3. National Pension Scheme for NRIs
The NPS, promoted by the Indian government, enables NRIs to create a retirement fund. An NPS account can be opened by any NRI between the age of 18 and 60 years who has an NRE or NRO bank account. NRIs have the option of investing their funds in equity, corporate bonds, and government debt. NPS investments are eligible for a deduction of up to ₹1.5 lakhs under section 80C and an additional ₹50,000 under section 80CCD 1(B).
4. Bank FDs
NRIs favor 5-year tax-saver bank fixed deposits because they are considered a secure investment option. You can establish an FD with your FCNR, NRO, or NRE account. There is a 5-year lock-in period, and the interest rate depends on the bank and market conditions.
Other deductions under section 80C
- Cost of children’s education tuition
- Repayment of the home loan’s principal
- Equity-mutual funds offer investments in equity-linked savings schemes. They have a three-year lock-in period.
Section 80D Health-related Deductions
1. Medical coverage and preventative health exams for self and family
NRIs can claim a deduction of up to ₹25,000 per year for preventive health examinations and health insurance premiums for themselves and their dependents.

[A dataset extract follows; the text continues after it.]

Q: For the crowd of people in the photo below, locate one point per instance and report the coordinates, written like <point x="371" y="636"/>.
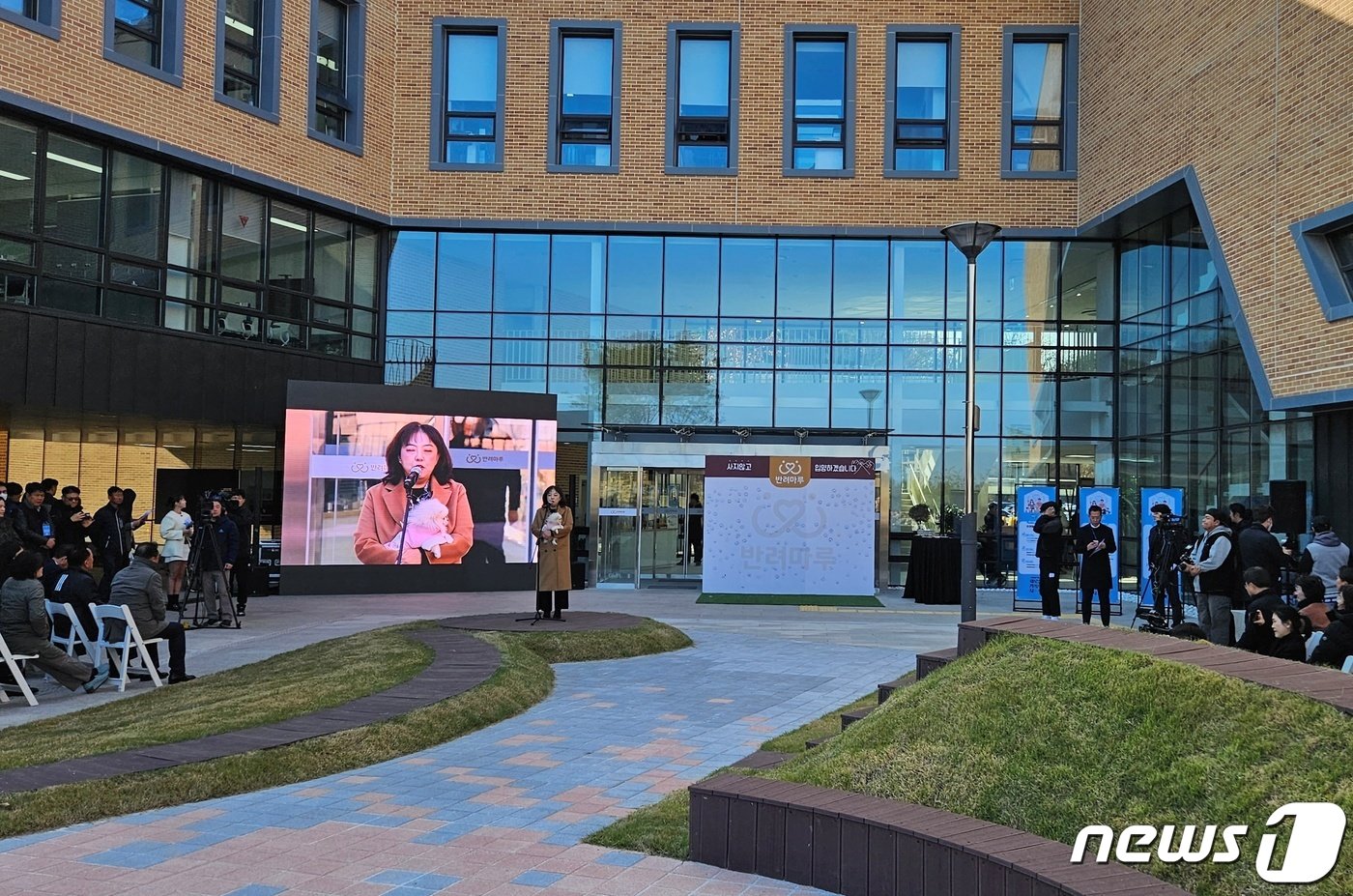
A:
<point x="49" y="547"/>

2. Medical coverage and preventative health exams for parents
Section 80D also allows you to receive tax benefits if you purchase a health insurance policy or pay for your parents’ or in-laws’ preventive health exams. The benefit available depends on the ages of the parents as follows:
- Under 60 years old – ₹25,000 for health insurance plus ₹5,000 for a preventive health examination equals to ₹30,000
- Between 60 and 80 years old – ₹50,000 for health insurance plus 5,000 for a preventative health examination equals ₹55,000.
- Over the age of 80 years – ₹50,000 for health insurance plus ₹7,000 for a preventative health examination equals ₹57,000.
There are numerous other deductions available to NRIs, such as deductions for donations made to specified charities (50% or 100% of the donation amount) and political parties recognized by the Election Commission of India.